Actionable Advice for Families
- If your child is graduating from college tennis in the next few months and doesn’t have a clear next-step, Tennis for America is a funded path to meaningful work in the sport with AmeriCorps benefits and a student debt award at completion — tennisforamerica.com
- If your child is in the 1-2 years post-college gap and attempted the pro tour without sustainable results, Tennis for America applications are not limited to current graduates — players in career transition are explicitly named as target candidates
- For college tennis viewing during COVID restrictions: check the ITA website’s PlaySight directory, the program’s athletic department website resources tab, or social media for live scoring and streaming links — the infrastructure is increasingly available even without fans in the stands
INTENNSE Relevance
- Player financial sustainability: Tennis for America is the structural model INTENNSE should study for its own transition program — a formal post-playing-career bridge with stipend support, mentoring, community service, and educational awards; INTENNSE players who finish their league careers could enter a similar pipeline connecting them to youth development roles in INTENNSE communities
- Community building: The NJTL placement model — college athlete with cultural capital embedded in a specific community for a year — is precisely what INTENNSE should design for Atlanta and expansion cities; INTENNSE team players doing community tennis days are not the same as INTENNSE VISTAs embedded full-time in NJTL sites
- Broadcast/storytelling: Mullins’ point about the number seven player on the Oklahoma tennis team being a literal hero in Norman, Oklahoma is a specific observation about college tennis’ community impact that INTENNSE should amplify; the INTENNSE team player equivalent in Atlanta carries the same identity capital for young players in Midtown or Buckhead
- Player recruitment: Tennis for America’s COVID-era targeting of players who left college to try the tour and are now in a gap is exactly INTENNSE’s recruiting moment — players who passed through college, attempted individual pro play, and are now without a viable income structure are the most motivated INTENNSE recruits
- Institutional partnerships: The ITA-NJTL-AmeriCorps VISTA partnership is a model for how INTENNSE can access federal funding streams for community tennis programs — the AmeriCorps VISTA mechanism is available to any 501c3 and does not require existing infrastructure beyond partner NJTL sites
- Alumni network design: The ITA alumni network (job board, company connections, mentoring, community engagement) is the infrastructure INTENNSE should build from year one — creating a formal alumni cohort that feeds future player recruitment, community activation, and institutional credibility
Notable Quotes
“These student athletes have this incredible experience — traveling around the country, learning from coaches, athletic trainers, nutritionists. And young people look up to them like they’re their gods.”

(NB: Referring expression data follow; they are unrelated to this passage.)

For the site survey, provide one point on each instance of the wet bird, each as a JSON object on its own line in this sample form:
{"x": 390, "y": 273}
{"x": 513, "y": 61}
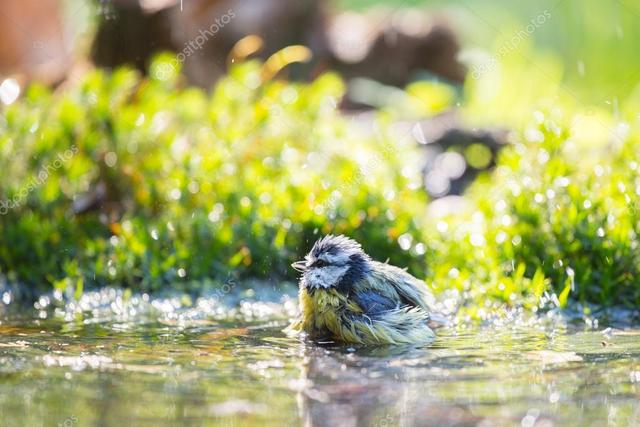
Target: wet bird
{"x": 347, "y": 297}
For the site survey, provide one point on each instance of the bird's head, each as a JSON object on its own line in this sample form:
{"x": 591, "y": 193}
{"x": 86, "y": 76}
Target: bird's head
{"x": 334, "y": 261}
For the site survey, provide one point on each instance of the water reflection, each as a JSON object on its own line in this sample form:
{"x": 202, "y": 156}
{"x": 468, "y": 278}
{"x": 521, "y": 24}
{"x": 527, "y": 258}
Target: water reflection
{"x": 208, "y": 371}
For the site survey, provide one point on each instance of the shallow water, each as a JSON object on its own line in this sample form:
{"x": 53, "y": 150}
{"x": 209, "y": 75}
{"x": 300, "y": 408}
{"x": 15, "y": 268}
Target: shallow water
{"x": 192, "y": 367}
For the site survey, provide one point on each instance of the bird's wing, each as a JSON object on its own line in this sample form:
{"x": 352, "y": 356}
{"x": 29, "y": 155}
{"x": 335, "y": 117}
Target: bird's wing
{"x": 413, "y": 292}
{"x": 373, "y": 303}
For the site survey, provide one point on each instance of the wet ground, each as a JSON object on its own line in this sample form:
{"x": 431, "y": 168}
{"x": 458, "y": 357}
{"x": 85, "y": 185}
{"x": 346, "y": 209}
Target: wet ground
{"x": 139, "y": 362}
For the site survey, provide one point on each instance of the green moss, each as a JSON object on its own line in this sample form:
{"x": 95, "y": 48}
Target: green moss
{"x": 192, "y": 185}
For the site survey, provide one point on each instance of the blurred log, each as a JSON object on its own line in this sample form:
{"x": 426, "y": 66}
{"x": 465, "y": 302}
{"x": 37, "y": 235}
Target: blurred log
{"x": 203, "y": 32}
{"x": 32, "y": 40}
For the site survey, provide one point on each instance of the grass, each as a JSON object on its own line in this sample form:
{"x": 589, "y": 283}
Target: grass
{"x": 192, "y": 186}
{"x": 195, "y": 187}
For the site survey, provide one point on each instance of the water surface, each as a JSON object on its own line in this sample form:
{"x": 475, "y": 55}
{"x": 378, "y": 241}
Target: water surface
{"x": 195, "y": 367}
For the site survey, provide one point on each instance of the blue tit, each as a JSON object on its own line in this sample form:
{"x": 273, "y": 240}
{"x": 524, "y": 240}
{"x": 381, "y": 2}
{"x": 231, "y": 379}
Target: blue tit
{"x": 347, "y": 297}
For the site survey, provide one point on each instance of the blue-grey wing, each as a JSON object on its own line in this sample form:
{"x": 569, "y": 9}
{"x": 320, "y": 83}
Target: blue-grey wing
{"x": 373, "y": 303}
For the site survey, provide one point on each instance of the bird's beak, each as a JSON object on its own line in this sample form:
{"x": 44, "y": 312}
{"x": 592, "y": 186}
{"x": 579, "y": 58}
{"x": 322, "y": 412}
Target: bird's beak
{"x": 300, "y": 266}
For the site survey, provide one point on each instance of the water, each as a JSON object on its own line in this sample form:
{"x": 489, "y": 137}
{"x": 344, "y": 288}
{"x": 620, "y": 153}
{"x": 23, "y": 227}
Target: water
{"x": 159, "y": 363}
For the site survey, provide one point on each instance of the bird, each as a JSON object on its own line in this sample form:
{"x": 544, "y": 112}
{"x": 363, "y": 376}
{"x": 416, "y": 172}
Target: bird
{"x": 347, "y": 297}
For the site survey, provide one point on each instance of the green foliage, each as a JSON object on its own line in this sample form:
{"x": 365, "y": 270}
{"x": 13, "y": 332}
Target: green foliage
{"x": 191, "y": 185}
{"x": 195, "y": 186}
{"x": 555, "y": 212}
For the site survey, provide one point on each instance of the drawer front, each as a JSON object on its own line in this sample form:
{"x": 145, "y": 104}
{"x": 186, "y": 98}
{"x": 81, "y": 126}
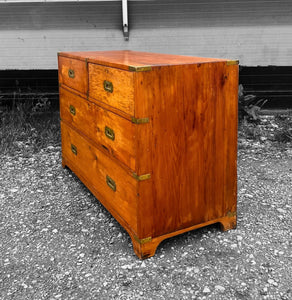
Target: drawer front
{"x": 114, "y": 133}
{"x": 112, "y": 86}
{"x": 115, "y": 186}
{"x": 73, "y": 73}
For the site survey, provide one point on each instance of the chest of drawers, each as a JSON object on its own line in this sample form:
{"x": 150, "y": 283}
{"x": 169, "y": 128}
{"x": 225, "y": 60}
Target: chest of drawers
{"x": 153, "y": 137}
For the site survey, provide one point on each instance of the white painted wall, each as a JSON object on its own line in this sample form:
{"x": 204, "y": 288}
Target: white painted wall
{"x": 255, "y": 32}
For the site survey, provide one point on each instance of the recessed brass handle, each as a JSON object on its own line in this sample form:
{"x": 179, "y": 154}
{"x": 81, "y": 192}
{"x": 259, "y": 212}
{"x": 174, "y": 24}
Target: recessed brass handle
{"x": 71, "y": 73}
{"x": 108, "y": 86}
{"x": 109, "y": 133}
{"x": 74, "y": 149}
{"x": 110, "y": 182}
{"x": 72, "y": 110}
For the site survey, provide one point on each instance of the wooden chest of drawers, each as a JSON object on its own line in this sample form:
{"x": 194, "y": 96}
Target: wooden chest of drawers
{"x": 154, "y": 138}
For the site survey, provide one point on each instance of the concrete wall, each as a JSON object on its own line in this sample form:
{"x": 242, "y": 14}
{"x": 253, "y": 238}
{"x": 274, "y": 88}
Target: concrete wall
{"x": 255, "y": 32}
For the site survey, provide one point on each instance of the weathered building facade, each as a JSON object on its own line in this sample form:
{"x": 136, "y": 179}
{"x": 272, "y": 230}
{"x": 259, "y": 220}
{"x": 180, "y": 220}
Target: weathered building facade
{"x": 258, "y": 33}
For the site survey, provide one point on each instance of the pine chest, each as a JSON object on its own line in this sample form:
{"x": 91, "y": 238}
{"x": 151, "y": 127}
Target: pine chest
{"x": 153, "y": 137}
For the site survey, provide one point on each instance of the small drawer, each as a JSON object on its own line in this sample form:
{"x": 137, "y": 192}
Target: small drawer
{"x": 112, "y": 132}
{"x": 112, "y": 86}
{"x": 116, "y": 188}
{"x": 73, "y": 73}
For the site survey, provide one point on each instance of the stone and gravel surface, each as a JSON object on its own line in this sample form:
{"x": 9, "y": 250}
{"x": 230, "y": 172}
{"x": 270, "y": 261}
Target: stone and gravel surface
{"x": 58, "y": 242}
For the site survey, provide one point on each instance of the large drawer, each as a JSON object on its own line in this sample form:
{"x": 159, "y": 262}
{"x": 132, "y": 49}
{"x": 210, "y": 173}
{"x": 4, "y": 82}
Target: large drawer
{"x": 111, "y": 131}
{"x": 116, "y": 187}
{"x": 112, "y": 86}
{"x": 73, "y": 73}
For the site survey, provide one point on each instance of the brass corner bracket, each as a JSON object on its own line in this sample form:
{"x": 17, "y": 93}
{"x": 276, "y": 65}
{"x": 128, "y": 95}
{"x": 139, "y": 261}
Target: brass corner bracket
{"x": 141, "y": 177}
{"x": 232, "y": 62}
{"x": 140, "y": 68}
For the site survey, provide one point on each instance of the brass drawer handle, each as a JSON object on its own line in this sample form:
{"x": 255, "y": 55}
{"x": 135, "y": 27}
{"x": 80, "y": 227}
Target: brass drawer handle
{"x": 108, "y": 86}
{"x": 72, "y": 110}
{"x": 74, "y": 149}
{"x": 110, "y": 182}
{"x": 109, "y": 133}
{"x": 71, "y": 73}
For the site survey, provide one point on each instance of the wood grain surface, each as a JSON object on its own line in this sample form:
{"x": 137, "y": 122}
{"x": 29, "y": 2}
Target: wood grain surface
{"x": 92, "y": 120}
{"x": 78, "y": 68}
{"x": 188, "y": 146}
{"x": 94, "y": 166}
{"x": 122, "y": 96}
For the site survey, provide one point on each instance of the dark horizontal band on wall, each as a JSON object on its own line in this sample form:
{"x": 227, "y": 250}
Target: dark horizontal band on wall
{"x": 272, "y": 83}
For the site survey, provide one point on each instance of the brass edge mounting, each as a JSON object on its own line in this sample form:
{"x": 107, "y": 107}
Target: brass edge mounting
{"x": 140, "y": 121}
{"x": 231, "y": 214}
{"x": 232, "y": 62}
{"x": 143, "y": 241}
{"x": 140, "y": 69}
{"x": 141, "y": 177}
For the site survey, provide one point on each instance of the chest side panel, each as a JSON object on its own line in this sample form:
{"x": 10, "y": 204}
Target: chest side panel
{"x": 193, "y": 146}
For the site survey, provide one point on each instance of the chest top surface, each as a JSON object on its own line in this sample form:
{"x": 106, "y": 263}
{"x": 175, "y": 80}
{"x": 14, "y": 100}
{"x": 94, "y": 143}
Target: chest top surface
{"x": 127, "y": 59}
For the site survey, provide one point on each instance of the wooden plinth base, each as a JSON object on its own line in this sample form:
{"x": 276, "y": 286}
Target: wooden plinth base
{"x": 147, "y": 248}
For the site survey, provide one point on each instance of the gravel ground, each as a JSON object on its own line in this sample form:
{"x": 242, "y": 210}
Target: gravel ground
{"x": 58, "y": 242}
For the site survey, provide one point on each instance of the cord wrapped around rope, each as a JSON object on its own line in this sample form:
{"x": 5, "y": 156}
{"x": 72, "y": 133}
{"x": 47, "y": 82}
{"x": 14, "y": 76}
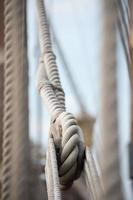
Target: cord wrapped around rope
{"x": 65, "y": 135}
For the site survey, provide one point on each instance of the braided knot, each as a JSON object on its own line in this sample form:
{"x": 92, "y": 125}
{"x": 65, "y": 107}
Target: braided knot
{"x": 71, "y": 152}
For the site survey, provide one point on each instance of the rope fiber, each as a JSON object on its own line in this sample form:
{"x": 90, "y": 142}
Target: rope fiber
{"x": 67, "y": 135}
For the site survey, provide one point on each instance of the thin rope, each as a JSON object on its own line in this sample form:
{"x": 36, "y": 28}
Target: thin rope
{"x": 8, "y": 100}
{"x": 16, "y": 168}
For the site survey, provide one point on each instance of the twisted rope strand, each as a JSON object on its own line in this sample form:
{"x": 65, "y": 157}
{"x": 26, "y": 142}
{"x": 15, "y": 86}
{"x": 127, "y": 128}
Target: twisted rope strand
{"x": 8, "y": 100}
{"x": 70, "y": 160}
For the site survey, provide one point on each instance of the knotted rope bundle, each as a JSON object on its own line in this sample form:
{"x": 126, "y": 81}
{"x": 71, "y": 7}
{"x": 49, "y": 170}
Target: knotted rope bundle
{"x": 65, "y": 135}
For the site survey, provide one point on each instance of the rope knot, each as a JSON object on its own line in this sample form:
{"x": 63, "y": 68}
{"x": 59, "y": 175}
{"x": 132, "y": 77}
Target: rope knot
{"x": 71, "y": 153}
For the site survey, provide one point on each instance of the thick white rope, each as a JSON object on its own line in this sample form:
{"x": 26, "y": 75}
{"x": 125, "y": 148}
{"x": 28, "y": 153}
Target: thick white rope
{"x": 67, "y": 135}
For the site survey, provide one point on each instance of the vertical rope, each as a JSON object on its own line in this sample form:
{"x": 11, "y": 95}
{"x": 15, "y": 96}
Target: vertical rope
{"x": 109, "y": 154}
{"x": 20, "y": 176}
{"x": 16, "y": 163}
{"x": 8, "y": 99}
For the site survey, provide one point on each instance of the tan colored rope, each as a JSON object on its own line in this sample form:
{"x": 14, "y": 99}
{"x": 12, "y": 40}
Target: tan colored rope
{"x": 16, "y": 163}
{"x": 8, "y": 100}
{"x": 109, "y": 153}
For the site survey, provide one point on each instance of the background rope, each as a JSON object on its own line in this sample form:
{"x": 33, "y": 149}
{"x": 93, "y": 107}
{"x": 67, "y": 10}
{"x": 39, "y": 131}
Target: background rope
{"x": 16, "y": 163}
{"x": 109, "y": 152}
{"x": 8, "y": 100}
{"x": 66, "y": 131}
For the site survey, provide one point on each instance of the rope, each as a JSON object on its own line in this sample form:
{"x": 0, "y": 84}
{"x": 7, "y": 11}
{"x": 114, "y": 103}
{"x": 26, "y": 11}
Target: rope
{"x": 67, "y": 135}
{"x": 16, "y": 163}
{"x": 109, "y": 152}
{"x": 90, "y": 174}
{"x": 8, "y": 100}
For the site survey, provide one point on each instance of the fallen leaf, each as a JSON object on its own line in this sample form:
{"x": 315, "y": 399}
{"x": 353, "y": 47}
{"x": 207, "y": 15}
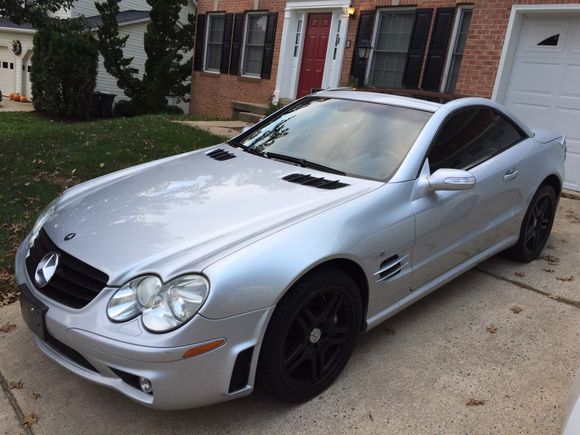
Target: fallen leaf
{"x": 7, "y": 327}
{"x": 551, "y": 259}
{"x": 475, "y": 402}
{"x": 29, "y": 420}
{"x": 492, "y": 329}
{"x": 16, "y": 385}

“Even the number seven player on the tennis team doesn’t understand just how much influence and impact they can have on their communities.”
“In Gaelic football or rugby, you get to a certain age you can’t play those sports anymore and you want to stay involved — so you see a lot of former players giving back. In tennis, you’re going to keep playing till you’re 93, so you don’t need that connection.”
“Tennis for America could be a great platform for engaging these athletes and helping them inspire the players coming up behind them to also engage in their local communities.”
“One of the huge attractions of playing college tennis is playing in front of fans. What a shame for these student athletes to miss out on that.”